Está em trâmite no Senado uma proposta de emenda constitucional que pode mudar a realidade política de Mato Grosso. O senador Cyro Miranda (PSDB-GO) propôs que os vereadores de municípios com menos de 50 mil habitantes não recebam salários. O projeto polêmico atinge principalmente Estados distantes do litoral, em que os municípios tendem a ser pequenos.

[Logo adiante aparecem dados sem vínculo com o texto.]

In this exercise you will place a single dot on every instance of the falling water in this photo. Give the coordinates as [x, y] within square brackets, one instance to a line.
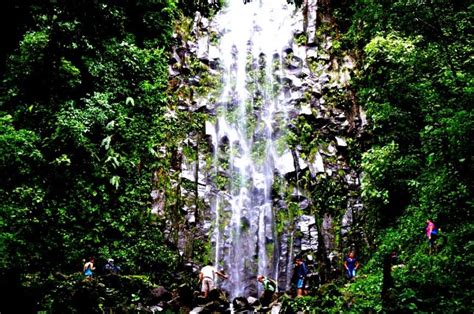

Mato Grosso é uma dessas federações. Se a PEC for aprovada, 93,6% das cidades serão atingidas. Apenas 9 municípios dos 141 não se encaixariam na regra: Cuiabá, Várzea Grande, Cáceres, Primavera do Leste, Sinop, Sorriso, Barra do Garças, Tangará da Serra e Rondonópolis. Duas outras devem entrar na lista, levanto em conta o censo a ser realizado neste ano. Alta Floresta e Lucas do Rio Verde. Há 2 anos, elas tinham 49 mil e 46 mil habitantes, respectivamente, e já devem atingir os 50 mil no próximo recenseamento.

O intuito da proposta é reduzir o número de candidatos ricos, do impacto no erário dos pequenos municípios e que a estada como vereador deixe de ser encarada como emprego. O presidente da União das Câmaras Municipais de Mato Grosso (Ucmmat), Alex Vieira Passos, vê no mínimo uma contradição na proposta do parlamentar.

Segundo ele, se tivesse que suspender salário deviria ser em cidades com melhores estruturas e não de municípios pequenos, que estão distantes da Capital e frequentemente encontram dificuldade para chegar até o Governo. "O grito de lá não chega tão fácil no Governo. Tem cidades há 1,5 mil km de distância e precisa da atuação dos parlamentares”, aponta.

O direto de receber salário restrito às cidades com mais de 50 mil habitantes, para o presidente, é absurda. “Por acaso os parlamentares de cidades menores não trabalham?”, questiona. Ele acredita, no entanto, que a proposta não passa nem mesmo na CCJ por conflitos jurídicos.

Alex pondera, no entanto, que se a proposta fosse direcionada a todos os vereadores a medida poderia receber o apoio da União dos Vereadores de Mato Grosso e nacional. “Mas uma coisa é não receber salário, outra é tirar do bolso

para trabalhar”, esclarece.

A PEC do legislativo também prevê a redução do teto do duodécimo enviado para a Câmara pelo Executivo de 7,5% para 5%. Também há senadores que defendem a redução do número de vereadores nessas cidades para 7. Hoje são 9.